Comment 1 James Laska 2008-03-04 18:55:49 UTC
Created attachment 296779 [details]
gdb backtrace from isys.pumpNetDevice('eth0', None)

Comment 2 James Laska 2008-03-04 19:03:14 UTC
Note: this appears to only happen when starting rescue mode from a local
installation source (DVD or CDROM).  A remote installation source appears to
setup networking correctly when it pulls down stage2.img.

Comment 3 Jeremy Katz 2008-03-04 19:15:43 UTC
segv is in libdhcp

Comment 4 James Laska 2008-03-05 12:42:11 UTC
Tested in RHEL-5-Server/U1 and it proceeds with enabling networking on the same
system U2 fails with.  Adding Regression keyword.

$ python -c "import  sys; sys.path.append('/usr/lib/anaconda'); import
isys; print isys.pumpNetDevice('eth0', None);"
192.168.32.2

Let me know if there is any additional information needed on the failing systems




Comment 6 David Cantrell 2008-03-19 23:47:59 UTC
I am able to reproduce this locally on RHEL5.2-Server-20080319.nightly on at least i386.

This is similar to bug #432011, which was handled by working around limitations in libdhcp since that 
library is very fragile and essentially broken.  Working on it any more seems like a waste of time.  
Changing the component of this bug to anaconda and attaching my patch.  Also giving it a devel-ack.

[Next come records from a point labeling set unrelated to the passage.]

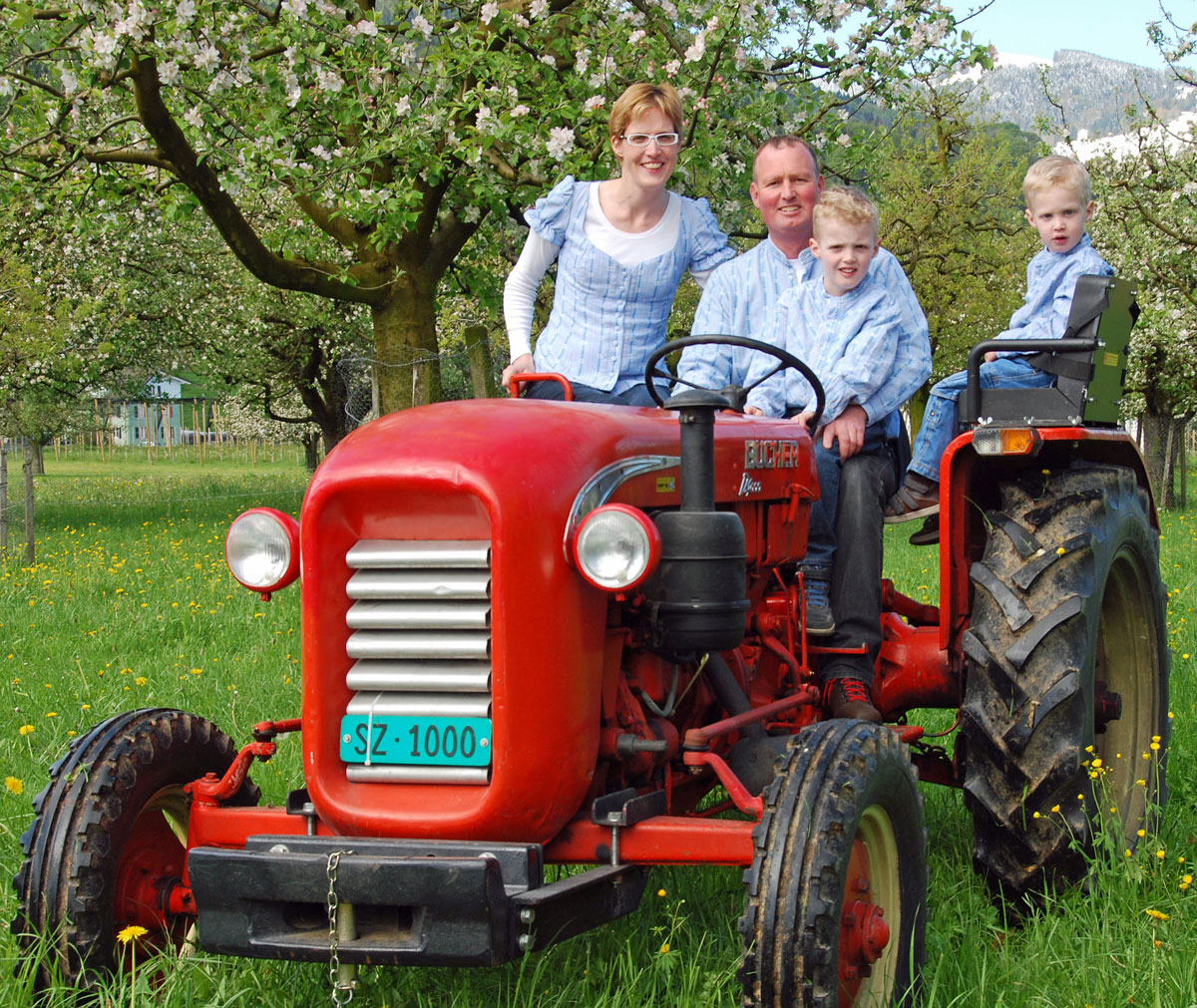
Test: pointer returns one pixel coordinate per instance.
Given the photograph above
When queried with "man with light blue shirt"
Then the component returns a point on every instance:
(1059, 202)
(854, 485)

Comment 7 David Cantrell 2008-03-19 23:48:49 UTC
Created attachment 298612 [details]
0001-Make-sure-DHCP-works-in-rescue-mode-435978.patch

Comment 8 David Cantrell 2008-03-19 23:50:12 UTC
There's the patch.  If I had to take a guess as to which platform this might cause a regression on for 5.2, it 
would be s390x.  That platform is nothing but problems.

jlaska,
If you want to give it a qa-ack, I'll seek out the other magic flags (unless you do) to get it in to 5.2.

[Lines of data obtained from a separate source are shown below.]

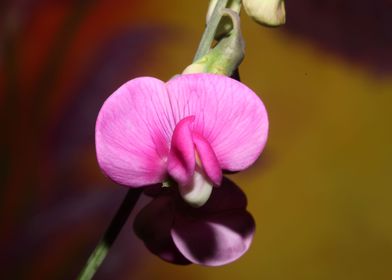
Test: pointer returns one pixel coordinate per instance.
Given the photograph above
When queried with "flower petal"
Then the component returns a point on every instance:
(198, 191)
(133, 129)
(228, 197)
(181, 163)
(153, 223)
(208, 159)
(229, 115)
(215, 240)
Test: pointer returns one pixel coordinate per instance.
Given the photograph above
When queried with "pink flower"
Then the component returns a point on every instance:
(218, 233)
(188, 129)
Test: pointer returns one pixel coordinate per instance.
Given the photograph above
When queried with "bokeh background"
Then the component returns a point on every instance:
(321, 193)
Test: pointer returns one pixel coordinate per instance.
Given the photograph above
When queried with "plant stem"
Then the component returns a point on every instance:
(102, 249)
(209, 32)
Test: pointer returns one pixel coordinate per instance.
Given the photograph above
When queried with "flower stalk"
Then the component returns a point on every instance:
(102, 249)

Comment 11 David Cantrell 2008-03-20 19:05:23 UTC
Committed, fix will be in anaconda-11.1.2.109-1.

Comment 14 David Cantrell 2008-04-04 03:42:35 UTC
Working on tracking this one down still.  The same code is run via rescue mode as is run during stage1 
when performing a network install, so something odd is happening with what is passed to libdhcp during 
rescue mode.

More info to follow.

Comment 15 David Cantrell 2008-04-07 23:31:06 UTC
Have written a local test program that simulates the doDhcpNetDevice() function from isys.c in 
anaconda.  It's far easier to test this way than to keep recreating test ISOs to test rescue mode.

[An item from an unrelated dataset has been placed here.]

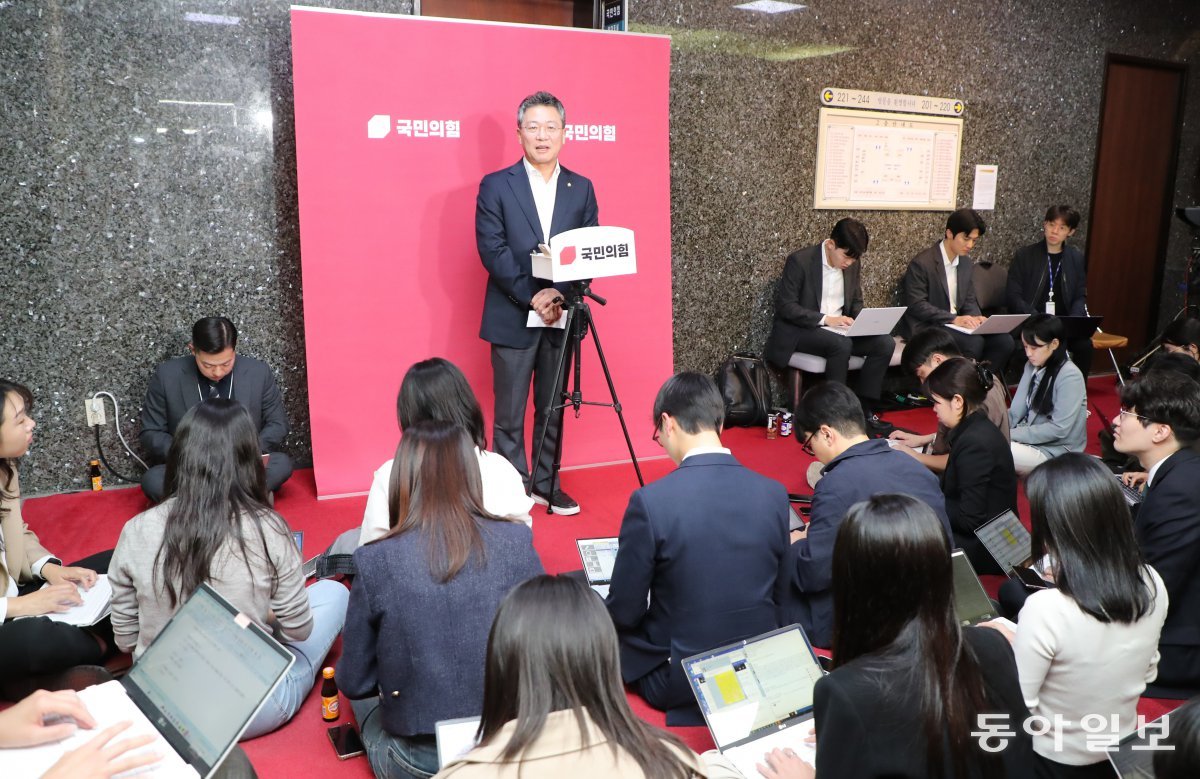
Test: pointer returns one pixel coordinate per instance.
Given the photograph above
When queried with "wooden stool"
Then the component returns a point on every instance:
(1110, 341)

Basically, all that rescue mode does to bring up networking is (1) ask you the device to use and (2) call 
isys.dhcpNetDevice() passing the device name (e.g., 'eth0').

The isys.dhcpNetDevice() function (and pumpNetDevice, for that matter) are passthrough Python 
functions in isys.py that call _isys.dhcpNetDevice.  The function in _isys is the C function that calls 
libdhcp, which is what I have reimplemented locally.

The SIGSEGV occurs after we are bound to an IPv4 address.  It happens during option parsing.  Still 
working on a solution, but I attaching my test program and current findings to this bug.

Comment 16 David Cantrell 2008-04-07 23:33:23 UTC
Created attachment 301575 [details]
backtrace-dhcptest.log

Comment 17 David Cantrell 2008-04-07 23:33:53 UTC
Created attachment 301576 [details]
dhcptest.c

Comment 18 David Cantrell 2008-04-08 00:52:36 UTC
Further testing with a version of dhcptest.c that execs the DHCP client in the same process as dhcptest.  
Same crash and same cause (attaching new source and backtrace of that test).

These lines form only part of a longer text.